Wo es warm genug war, durften die Kinder einfach nackt spielen, Ihre Häufchen wurden mit anderem Unrat weggeräumt und alles zusammen verbrannt. In kälteren Gegenden wurden Höschen gestrickt. Mit Heu und Stroh gefüllt, Waren die Windelhosen dieser Zeit.

 

Ende des 18. Jahrhunderts wurden die ersten viel angenehmeren Stoffwindeln entwickelt. Dazu wurden mehrere Tücher übereinandergelegt. Eines der mittleren Tücher wurde vorher in Olivenöl, heißen Fett oder Bienenwachs getaucht, damit die Windel dicht wurde. Viel später wurde über die Stoffwindeln außerdem noch ein Gummihöschen gezogen.

 

In den sechziger Jahren kamen in Amerika die ersten Einwegwindeln auf den Markt und fanden rasch auch in unseren Breiten viel Zuspruch.

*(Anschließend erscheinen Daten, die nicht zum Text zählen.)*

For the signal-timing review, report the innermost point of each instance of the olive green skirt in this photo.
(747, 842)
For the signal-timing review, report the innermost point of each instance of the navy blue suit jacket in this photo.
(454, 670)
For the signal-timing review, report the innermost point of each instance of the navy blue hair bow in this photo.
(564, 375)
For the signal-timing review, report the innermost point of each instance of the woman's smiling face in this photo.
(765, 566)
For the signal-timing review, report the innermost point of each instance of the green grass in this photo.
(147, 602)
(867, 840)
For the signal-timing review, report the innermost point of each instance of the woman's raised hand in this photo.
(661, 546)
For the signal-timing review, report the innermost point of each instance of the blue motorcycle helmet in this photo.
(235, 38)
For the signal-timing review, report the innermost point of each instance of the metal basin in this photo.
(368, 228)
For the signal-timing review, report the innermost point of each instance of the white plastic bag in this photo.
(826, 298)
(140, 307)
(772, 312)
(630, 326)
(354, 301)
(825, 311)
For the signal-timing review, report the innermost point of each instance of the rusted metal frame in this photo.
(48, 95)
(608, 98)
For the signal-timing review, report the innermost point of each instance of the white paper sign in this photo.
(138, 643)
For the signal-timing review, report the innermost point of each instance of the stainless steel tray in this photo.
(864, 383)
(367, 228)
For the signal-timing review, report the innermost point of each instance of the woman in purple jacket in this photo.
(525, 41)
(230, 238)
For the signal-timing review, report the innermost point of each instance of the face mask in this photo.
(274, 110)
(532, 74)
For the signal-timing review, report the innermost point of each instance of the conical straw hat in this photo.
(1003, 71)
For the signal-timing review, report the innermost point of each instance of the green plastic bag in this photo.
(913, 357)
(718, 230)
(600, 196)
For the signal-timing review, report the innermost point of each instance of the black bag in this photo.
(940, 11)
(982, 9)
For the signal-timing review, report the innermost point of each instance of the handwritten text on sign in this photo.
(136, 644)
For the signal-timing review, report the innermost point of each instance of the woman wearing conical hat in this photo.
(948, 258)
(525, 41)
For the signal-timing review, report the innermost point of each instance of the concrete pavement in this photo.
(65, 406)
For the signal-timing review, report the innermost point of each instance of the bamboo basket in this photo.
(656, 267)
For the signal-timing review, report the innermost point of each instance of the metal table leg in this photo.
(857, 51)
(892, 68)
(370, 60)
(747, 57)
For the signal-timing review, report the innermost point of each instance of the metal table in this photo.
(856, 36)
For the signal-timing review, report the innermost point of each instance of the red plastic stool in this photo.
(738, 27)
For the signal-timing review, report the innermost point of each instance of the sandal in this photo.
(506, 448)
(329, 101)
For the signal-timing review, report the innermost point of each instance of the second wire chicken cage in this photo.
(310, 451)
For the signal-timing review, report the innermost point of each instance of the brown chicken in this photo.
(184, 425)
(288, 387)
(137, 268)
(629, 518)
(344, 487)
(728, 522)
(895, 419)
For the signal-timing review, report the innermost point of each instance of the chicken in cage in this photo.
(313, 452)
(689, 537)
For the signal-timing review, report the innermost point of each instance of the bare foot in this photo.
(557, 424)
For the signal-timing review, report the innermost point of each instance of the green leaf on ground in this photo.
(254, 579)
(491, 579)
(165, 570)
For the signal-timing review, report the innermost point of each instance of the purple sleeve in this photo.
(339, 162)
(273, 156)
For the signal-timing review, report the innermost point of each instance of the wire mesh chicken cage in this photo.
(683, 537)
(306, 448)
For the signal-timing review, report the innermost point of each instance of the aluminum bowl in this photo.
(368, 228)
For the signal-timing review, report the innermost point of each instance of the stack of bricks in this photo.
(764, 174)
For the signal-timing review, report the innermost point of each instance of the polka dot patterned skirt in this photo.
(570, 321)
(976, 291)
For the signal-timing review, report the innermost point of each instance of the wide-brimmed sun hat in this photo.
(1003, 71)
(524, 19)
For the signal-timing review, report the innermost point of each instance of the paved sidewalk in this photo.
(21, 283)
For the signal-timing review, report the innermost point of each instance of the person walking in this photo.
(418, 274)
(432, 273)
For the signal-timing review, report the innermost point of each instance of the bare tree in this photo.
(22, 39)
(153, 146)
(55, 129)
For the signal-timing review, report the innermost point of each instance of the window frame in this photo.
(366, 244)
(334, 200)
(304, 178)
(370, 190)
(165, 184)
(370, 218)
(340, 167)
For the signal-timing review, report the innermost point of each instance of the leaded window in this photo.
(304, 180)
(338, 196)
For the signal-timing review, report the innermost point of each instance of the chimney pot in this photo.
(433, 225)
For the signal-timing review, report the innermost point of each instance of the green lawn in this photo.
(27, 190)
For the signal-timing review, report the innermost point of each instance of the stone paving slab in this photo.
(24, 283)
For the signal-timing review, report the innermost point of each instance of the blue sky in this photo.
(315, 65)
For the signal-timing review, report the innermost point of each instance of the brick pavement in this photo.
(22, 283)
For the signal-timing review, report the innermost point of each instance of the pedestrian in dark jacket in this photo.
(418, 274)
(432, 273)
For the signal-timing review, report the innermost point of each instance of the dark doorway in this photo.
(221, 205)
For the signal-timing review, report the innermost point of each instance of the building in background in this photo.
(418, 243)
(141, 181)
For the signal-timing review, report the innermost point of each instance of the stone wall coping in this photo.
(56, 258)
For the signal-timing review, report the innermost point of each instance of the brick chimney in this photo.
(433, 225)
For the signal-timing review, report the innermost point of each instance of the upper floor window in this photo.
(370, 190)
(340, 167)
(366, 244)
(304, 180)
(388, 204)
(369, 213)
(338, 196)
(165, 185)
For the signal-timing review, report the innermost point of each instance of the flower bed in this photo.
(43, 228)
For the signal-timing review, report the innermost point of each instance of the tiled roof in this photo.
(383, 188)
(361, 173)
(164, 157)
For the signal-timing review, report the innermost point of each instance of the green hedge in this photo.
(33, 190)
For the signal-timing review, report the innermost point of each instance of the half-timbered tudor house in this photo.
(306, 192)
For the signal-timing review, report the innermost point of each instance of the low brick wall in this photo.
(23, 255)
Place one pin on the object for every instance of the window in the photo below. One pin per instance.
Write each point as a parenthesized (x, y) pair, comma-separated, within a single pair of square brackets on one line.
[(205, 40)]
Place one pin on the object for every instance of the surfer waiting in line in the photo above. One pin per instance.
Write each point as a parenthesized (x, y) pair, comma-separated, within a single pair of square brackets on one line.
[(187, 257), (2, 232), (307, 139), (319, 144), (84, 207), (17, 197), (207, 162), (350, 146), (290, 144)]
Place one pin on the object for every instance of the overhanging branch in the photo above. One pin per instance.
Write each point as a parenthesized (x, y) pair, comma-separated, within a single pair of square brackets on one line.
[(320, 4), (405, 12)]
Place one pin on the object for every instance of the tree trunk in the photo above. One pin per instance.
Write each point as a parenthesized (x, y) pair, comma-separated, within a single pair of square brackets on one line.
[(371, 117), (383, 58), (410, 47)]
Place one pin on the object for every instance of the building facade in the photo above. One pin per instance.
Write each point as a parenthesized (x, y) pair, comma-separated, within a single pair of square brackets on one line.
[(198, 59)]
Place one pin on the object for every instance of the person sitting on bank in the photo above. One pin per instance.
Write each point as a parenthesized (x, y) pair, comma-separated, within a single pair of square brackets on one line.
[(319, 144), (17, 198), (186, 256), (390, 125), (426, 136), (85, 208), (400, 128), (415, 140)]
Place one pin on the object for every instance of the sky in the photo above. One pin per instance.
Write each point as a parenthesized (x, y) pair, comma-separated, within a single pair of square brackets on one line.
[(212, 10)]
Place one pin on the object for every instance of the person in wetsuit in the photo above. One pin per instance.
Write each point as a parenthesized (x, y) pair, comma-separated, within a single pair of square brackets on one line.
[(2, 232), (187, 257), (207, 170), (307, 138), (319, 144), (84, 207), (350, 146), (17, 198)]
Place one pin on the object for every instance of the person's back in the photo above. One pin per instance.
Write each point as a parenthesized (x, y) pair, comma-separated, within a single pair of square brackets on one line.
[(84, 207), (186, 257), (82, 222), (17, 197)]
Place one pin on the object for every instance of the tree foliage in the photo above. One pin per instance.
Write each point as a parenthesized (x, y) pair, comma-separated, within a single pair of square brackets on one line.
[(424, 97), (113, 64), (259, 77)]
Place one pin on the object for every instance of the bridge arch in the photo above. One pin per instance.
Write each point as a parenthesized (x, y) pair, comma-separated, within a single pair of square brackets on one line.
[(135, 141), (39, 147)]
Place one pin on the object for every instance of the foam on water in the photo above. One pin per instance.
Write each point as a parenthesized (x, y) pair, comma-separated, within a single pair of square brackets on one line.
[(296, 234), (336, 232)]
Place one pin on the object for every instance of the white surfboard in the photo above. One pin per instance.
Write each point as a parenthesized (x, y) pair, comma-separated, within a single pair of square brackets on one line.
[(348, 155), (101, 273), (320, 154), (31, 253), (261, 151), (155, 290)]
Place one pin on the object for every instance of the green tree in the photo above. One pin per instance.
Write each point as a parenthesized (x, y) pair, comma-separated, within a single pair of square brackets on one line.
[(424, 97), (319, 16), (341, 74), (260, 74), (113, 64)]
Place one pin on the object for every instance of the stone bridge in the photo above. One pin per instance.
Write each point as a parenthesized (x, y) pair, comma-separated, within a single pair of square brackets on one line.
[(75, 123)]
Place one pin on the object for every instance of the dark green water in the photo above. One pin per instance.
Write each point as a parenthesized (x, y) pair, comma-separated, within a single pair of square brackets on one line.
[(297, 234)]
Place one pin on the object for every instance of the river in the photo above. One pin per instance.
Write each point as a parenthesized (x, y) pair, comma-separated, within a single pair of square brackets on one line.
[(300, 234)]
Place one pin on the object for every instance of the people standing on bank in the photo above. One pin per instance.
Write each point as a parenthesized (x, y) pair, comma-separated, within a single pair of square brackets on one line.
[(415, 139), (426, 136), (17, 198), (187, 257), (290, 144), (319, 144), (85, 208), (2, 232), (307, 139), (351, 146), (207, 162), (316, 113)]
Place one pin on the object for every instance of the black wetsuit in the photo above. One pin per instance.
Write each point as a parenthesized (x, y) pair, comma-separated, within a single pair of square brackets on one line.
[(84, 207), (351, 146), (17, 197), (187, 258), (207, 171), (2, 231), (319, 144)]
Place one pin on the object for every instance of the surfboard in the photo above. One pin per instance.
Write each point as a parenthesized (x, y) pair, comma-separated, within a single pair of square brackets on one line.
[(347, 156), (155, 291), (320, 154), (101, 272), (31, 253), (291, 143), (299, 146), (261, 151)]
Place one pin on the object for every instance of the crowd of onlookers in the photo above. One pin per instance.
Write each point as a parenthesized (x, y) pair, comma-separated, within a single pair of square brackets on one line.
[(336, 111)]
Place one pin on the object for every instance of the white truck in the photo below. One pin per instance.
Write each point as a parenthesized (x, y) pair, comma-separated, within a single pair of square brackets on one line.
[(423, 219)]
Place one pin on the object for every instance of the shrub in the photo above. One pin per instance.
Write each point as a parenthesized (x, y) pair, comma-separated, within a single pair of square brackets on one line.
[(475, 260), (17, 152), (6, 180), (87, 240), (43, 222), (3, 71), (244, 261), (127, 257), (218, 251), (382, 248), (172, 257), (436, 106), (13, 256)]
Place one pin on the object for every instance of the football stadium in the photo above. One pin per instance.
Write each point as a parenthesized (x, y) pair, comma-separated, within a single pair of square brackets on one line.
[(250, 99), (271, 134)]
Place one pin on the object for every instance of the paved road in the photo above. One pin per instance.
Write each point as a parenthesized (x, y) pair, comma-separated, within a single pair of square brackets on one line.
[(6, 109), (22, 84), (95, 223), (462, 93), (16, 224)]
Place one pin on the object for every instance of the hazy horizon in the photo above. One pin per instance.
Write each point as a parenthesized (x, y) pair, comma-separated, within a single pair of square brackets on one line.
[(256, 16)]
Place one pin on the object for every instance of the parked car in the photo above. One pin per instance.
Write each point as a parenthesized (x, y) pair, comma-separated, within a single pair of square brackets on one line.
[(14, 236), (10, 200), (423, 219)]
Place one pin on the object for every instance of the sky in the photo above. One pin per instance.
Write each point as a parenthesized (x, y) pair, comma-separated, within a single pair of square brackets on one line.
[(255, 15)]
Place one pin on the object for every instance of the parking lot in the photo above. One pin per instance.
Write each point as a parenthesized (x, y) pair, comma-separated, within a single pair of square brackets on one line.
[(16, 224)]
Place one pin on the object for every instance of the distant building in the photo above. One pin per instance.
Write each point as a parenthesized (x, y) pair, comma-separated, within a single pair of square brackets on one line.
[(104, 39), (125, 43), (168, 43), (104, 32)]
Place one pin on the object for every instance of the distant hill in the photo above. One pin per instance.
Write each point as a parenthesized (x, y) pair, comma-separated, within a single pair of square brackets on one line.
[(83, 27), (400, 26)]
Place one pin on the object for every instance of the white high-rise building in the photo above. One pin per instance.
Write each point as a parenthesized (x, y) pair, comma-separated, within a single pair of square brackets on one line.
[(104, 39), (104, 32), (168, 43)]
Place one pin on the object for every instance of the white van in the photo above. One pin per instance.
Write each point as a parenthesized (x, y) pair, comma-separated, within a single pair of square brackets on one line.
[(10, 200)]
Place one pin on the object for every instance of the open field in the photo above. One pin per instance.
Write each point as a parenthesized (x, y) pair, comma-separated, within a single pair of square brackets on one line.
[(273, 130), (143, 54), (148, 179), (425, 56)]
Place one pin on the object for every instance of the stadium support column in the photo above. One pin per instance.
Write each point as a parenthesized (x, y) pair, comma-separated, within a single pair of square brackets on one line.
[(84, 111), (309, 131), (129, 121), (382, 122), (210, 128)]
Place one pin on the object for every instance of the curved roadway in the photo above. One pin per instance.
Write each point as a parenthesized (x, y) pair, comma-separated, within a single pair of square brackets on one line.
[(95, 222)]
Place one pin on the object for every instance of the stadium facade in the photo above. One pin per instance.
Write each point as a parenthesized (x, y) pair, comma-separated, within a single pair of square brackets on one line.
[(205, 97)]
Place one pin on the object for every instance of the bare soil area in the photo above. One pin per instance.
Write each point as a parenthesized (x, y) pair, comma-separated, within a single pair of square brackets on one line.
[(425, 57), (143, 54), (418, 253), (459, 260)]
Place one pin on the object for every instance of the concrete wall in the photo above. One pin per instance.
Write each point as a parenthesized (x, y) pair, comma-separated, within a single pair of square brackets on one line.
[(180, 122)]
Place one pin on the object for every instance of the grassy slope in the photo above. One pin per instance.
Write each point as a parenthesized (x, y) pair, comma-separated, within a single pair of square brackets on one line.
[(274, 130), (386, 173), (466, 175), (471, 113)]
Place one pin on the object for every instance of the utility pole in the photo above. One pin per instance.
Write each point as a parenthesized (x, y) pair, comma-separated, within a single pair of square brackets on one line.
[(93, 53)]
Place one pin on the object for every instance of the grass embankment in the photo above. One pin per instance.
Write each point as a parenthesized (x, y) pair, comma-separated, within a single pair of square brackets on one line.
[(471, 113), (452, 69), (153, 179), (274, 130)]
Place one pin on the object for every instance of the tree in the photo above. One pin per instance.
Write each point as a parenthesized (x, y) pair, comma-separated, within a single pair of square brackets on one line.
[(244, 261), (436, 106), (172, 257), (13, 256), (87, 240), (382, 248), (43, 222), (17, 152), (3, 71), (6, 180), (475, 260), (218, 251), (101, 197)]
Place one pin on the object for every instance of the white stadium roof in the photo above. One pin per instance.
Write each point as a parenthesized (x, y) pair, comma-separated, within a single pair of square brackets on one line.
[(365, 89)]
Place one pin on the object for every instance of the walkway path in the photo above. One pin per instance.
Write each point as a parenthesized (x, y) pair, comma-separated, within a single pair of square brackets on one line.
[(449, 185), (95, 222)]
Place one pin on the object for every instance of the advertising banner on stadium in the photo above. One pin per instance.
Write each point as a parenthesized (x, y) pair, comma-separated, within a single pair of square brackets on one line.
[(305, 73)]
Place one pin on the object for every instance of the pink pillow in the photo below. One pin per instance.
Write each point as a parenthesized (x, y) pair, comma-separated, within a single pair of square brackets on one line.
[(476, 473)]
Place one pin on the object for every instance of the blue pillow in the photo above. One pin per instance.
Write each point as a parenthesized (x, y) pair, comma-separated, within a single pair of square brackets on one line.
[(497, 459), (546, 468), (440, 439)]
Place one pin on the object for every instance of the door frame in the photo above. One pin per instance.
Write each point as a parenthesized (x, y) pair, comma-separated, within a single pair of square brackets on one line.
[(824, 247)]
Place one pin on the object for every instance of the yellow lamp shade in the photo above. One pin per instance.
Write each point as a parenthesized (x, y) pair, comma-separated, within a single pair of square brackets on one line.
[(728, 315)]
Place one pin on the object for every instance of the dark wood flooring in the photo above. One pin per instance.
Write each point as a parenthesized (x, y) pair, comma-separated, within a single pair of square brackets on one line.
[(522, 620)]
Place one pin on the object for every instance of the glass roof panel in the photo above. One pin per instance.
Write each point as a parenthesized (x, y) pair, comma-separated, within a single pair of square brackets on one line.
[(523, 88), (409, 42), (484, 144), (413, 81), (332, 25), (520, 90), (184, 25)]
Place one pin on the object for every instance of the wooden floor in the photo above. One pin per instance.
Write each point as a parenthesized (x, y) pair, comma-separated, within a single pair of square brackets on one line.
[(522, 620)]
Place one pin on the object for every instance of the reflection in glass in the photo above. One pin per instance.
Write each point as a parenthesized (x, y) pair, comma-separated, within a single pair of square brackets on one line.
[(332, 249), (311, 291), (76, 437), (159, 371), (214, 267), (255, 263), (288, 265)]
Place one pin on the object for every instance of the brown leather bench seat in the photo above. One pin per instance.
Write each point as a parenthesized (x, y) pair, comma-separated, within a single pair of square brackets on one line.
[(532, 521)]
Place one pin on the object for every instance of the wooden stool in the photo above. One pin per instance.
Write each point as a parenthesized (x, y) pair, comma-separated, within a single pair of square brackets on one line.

Zunächst noch mit Sicherheitsnadeln zusammengehalten, werden heutzutage praktischere Klettverschlüsse genützt.

 

Bis ein Kind trocken wird, benötigt es rund 6.000 Windeln. Die heutigen wergwerfwindeln sind im Inneren mit einem Granulat (Superabsorbent Polymers) gefüllt, das die Urinsäure und das Ammoniak aus den Stuhl neutralisiert und Flüssigkeiten aufsaugt.